Pero una noche vino un cura con pistola y sotana y me dijo que era un diablo, de esos que nuestros antepasados alababan en altares de carnes mutiladas y cánticos extraños. Pensando en el intrigante Lovecraft, le dije que si lo que estaba viviendo aquí no era tan viejo como el sol y las estrellas. El cura se me quedó viendo raro, y para eso ya había cerrado su maleta que acaba de abrir. Fue un encuentro de poco regocijo, porque su presencia me caía bien, pero este fue tan corto como mis horas de dormir.

Después me traje a un chamán y éste se murió de una enfermedad extraña justo al día siguiente en que se echó a correr de mi casa. Esa fue la primera vez que alguien me vio incompleto y el chamán me gritó con miedo y desprecio ¡Pinche Youaltepuztli!, perdiéndose hacia abajo, corriendo como el adolescente que de seguro fue en el pasado.

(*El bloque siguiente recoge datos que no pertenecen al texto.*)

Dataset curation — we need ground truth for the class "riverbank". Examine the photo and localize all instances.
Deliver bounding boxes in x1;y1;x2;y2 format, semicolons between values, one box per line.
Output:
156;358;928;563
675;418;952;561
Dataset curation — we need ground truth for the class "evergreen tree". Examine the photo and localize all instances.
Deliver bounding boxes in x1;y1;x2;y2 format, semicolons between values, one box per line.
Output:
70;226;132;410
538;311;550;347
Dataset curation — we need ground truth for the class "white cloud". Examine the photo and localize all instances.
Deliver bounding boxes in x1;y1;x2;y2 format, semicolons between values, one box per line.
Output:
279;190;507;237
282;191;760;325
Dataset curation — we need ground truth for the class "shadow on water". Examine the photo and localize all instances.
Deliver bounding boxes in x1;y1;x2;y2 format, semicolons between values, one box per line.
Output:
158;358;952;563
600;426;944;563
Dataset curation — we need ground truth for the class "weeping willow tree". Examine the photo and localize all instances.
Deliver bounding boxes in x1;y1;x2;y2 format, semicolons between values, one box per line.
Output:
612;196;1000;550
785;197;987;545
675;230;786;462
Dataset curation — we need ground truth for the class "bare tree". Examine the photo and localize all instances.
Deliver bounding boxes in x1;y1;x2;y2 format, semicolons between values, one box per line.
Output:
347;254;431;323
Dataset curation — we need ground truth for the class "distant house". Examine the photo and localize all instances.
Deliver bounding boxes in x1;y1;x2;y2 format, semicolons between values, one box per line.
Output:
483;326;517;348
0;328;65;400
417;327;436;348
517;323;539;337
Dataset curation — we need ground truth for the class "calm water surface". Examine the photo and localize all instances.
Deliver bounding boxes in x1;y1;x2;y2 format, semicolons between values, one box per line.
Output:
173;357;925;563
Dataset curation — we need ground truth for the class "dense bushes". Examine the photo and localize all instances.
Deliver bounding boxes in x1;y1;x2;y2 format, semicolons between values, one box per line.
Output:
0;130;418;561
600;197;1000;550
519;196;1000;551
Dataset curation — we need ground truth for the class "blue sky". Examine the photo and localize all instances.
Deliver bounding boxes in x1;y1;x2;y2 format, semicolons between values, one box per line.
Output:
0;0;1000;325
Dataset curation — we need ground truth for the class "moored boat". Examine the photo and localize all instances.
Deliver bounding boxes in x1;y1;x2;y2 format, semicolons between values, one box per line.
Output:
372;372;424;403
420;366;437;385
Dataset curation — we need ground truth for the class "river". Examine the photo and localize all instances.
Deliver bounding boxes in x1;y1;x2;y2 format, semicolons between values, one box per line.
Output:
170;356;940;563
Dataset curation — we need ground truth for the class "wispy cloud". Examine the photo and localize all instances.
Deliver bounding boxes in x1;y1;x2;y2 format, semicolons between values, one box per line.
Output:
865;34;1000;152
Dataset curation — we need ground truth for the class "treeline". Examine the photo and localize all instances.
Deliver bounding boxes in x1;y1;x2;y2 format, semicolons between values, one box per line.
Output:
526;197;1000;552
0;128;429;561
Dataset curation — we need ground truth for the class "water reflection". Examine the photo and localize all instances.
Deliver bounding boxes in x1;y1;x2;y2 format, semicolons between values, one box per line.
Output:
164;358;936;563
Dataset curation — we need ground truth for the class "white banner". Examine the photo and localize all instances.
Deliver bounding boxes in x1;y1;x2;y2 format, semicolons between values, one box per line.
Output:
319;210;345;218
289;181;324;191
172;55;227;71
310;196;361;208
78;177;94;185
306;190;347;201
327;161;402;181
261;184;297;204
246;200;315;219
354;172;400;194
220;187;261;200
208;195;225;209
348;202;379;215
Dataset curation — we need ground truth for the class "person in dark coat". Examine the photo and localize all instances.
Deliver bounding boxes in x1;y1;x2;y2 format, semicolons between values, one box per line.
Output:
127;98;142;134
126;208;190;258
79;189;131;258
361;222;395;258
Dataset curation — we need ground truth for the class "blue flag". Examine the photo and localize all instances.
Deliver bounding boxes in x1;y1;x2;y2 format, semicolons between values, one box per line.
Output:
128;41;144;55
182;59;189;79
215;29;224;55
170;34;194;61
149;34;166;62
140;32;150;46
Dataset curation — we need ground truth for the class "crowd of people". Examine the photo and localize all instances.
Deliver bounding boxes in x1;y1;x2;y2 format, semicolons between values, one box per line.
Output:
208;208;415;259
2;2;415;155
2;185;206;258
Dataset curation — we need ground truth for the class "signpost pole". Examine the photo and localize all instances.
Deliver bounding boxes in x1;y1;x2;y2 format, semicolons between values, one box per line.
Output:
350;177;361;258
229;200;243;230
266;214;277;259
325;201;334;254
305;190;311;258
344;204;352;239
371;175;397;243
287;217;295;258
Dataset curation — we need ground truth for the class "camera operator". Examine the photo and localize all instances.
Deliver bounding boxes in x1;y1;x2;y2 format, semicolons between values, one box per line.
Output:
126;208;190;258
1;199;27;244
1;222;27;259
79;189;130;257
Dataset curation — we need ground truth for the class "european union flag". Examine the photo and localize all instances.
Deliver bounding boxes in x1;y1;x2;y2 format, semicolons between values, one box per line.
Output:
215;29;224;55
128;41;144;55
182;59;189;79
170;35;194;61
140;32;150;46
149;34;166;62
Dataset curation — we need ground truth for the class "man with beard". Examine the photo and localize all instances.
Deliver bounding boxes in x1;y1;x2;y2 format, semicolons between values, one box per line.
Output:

Ya no quise traer a nadie más que hablara con los dioses, ni nuevos ni viejos, así que me resigné a que esto pasará y desaparecerá como un resfriado macabro, si es que estos existen en nuestros vademécums esotéricos. Y como decía, Rebeca se encontraba absorta, porque ella ya no era ella, y yo intentaba acomodarme la testa donde debía de estar. Cuando el engrane sonó con éxito, suspiré con gracia y me quedé viendo a mi amiga: estaba pálida como un espectro.

Le prometí que a la próxima la invitaría por la mañana, que eran mejores momentos y no olería tan feo. Ella prefirió el silencio con una palabra en pausa, entretanto me fui a llorar al baño porque a las 3 de la mañana el tirano se ponía triste; mientras me acordaba de que mi mamá había muerto y no pude ir a visitarla.